Une alliance entre l'Érythrée et le TPLF ?
Dans son courrier adressé à l'ONU, le Premier ministre éthiopien Abiy Ahmed évoque également une possible alliance entre l’Érythrée et son ennemi de longue date: le TPLF, le Front de libération du peuple du Tigré. Créé en 1975, ce parti politique et ancien mouvement de guérilla est originaire de la région du Tigré, au nord de l'Éthiopie. Acteur majeur de la guerre civile éthiopienne, il prend le pouvoir en 1991 et dirige le pays jusqu’en 2018.
En 2020, les tensions entre le gouvernement fédéral, dirigé par Abiy Ahmed, et le TPLF dégénèrent en guerre ouverte, connue sous le nom de "guerre du Tigré". Le conflit fait des dizaines de milliers de morts et provoque une crise humanitaire majeure. Un accord de paix est signé en novembre 2022, mettant officiellement fin aux combats.
À (re) lire : L'Erythrée, accusée par l'Ethiopie de préparer une guerre, dénonce une "mascarade mensongère"
"On peut douter du fait que le TPLF soutienne militairement les insurgés en région Amhara, qu’on appelle Fano", explique Mehdi Labzaé sur le plateau de TV5MONDE. "Ces Fano ont été responsables de crimes de guerre commis entre 2020 et 2022. Mais en même temps, on observe qu’il y aurait une alliance de facto entre le régime érythréen et le TPLF", conclut-il.
Pourtant, durant la guerre du Tigré, l’Érythrée a soutenu activement Abiy Ahmed, en envoyant ses troupes combattre le TPLF aux côtés de l’armée éthiopienne. Le fait est que l'Érythrée a été écartée de l'accord de paix en 2022 entre le TPLF et Addis-Abeba. De son côté, Asmara a continué de surveiller de près la région du Tigré, située à sa frontière.

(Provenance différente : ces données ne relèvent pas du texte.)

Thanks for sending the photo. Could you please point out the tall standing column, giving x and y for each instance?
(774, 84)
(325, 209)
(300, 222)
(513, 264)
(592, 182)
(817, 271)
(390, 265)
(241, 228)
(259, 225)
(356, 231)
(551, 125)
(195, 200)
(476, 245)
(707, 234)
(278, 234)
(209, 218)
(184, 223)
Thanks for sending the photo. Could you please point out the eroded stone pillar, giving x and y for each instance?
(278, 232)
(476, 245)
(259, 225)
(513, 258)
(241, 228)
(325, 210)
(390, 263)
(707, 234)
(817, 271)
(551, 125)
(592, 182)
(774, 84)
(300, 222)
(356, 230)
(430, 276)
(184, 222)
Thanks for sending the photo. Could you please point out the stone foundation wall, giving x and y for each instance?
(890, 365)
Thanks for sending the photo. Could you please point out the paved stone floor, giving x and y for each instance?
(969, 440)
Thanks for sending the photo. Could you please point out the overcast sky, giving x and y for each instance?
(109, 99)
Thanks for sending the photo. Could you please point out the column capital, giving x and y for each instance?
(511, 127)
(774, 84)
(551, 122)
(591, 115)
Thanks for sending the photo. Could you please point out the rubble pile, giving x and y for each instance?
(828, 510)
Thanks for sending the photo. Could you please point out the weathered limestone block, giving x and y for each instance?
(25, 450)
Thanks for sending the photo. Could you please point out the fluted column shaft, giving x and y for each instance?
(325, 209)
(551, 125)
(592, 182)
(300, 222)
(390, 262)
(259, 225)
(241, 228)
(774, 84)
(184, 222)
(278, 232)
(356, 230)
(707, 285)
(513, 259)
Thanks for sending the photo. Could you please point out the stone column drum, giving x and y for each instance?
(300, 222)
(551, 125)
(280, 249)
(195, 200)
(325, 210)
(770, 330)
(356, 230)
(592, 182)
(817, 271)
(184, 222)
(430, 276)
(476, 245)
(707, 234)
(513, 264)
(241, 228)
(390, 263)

À l’occasion du 34e anniversaire de l’indépendance érythréenne, le 24 mai dernier, le président Isaias Afwerki a lancé un message à peine voilé à l’Éthiopie. Il a appelé les "forces extérieures à replier leurs tentacules", visant implicitement le Parti de la prospérité au pouvoir à Addis-Abeba. Il a également estimé que "les perspectives optimistes qui se dessinaient se sont dissipées".